Why is this of any interest to an emerging artist from Alexandria, or Fairfax, or any other part of the DMV or that matter… the planet?
It matters because perhaps this new virtual model has opened a temporary door for unrepresented artists to crack the “art fair model” and get into this virtual fair – thus setting a presence and history with the fair management and quite probably an easy entry point to the “real” fairs once the Covidian monster has been tamed and art fairs return to the vast halls of Miami Beach and other venues around the world.
In some cities, their local museums have come to the aid of their local artists and organized virtual exhibitions to support them. Don’t expect that in the DMV. As I’ve noted before, every once in a while I get to go on the Kojo Nmandi radio show on WAMU to discuss DC area visual art stuff… and at one of those radio shows, many years ago, I was discussing the lack of interest, or better still, apathy, that most Washington area museum curators exhibit (pun intended) towards our DMV area artists.

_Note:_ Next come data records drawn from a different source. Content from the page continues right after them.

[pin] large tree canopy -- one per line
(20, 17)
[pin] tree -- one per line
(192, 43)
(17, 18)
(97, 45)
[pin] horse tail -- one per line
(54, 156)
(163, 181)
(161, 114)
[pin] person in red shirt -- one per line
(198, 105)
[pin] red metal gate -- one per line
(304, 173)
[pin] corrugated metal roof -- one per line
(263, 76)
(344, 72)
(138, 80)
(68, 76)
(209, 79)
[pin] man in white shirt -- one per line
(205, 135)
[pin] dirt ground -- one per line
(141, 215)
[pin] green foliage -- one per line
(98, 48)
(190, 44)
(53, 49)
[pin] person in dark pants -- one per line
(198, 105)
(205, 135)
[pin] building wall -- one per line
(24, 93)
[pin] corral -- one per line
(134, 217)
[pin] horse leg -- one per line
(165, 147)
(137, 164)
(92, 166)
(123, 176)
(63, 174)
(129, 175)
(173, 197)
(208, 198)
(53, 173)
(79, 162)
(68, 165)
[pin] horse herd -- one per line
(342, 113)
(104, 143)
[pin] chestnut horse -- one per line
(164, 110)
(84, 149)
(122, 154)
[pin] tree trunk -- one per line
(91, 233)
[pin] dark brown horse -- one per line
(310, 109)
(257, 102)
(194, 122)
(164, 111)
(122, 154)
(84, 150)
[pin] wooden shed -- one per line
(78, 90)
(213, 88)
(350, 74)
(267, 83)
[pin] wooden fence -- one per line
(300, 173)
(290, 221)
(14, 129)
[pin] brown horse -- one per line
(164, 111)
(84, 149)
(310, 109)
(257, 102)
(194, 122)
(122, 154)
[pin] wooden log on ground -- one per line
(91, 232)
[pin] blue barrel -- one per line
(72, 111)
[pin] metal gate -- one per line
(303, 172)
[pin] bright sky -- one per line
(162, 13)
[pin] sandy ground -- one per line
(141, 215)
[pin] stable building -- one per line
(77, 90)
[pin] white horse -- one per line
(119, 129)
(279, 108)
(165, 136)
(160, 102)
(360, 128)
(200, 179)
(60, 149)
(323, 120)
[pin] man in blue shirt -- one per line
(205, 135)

In what was to become a battle cry of the ignored, I noted that “it was easier for a local DC area museum curator or director to take a cab to Dulles to catch a flight to Berlin, or London, Madrid, or even Havana (before it was OK to hang around with dictators), etc. in order to visit an emerging artist’s studio, than to take a cab to Alexandria, or Georgetown, or Arlington, or Rockville to do the same.”
Information is key! DMV artists need to plug into virtual knowledge fountains such as East City Art (www.eastcityart.com), which not only delivers art reviews of area shows, but is also a great source of information for art calls, grants, etc.
These weird times have also opened another door for artists: the secondary art market. I am not talking about the major art houses, those remain the exclusive domain of the 0.0001% members of the rarified upper crust of the artmosphere. But there are hundreds of other auction houses around the nation, and since now all sales are 100% online, a lot of them have started to put of auction lots of contemporary, lesser known artists.
The bottom feeder of the art world is Ebay, which in Covidian times has possibly become the best place on the planet to somewhat dispose of those otherwise unsellable art school projects that are still cluttering your flat files. You can now get up to 200 Ebay listings for free (I suspect only during the Covidian Epoch).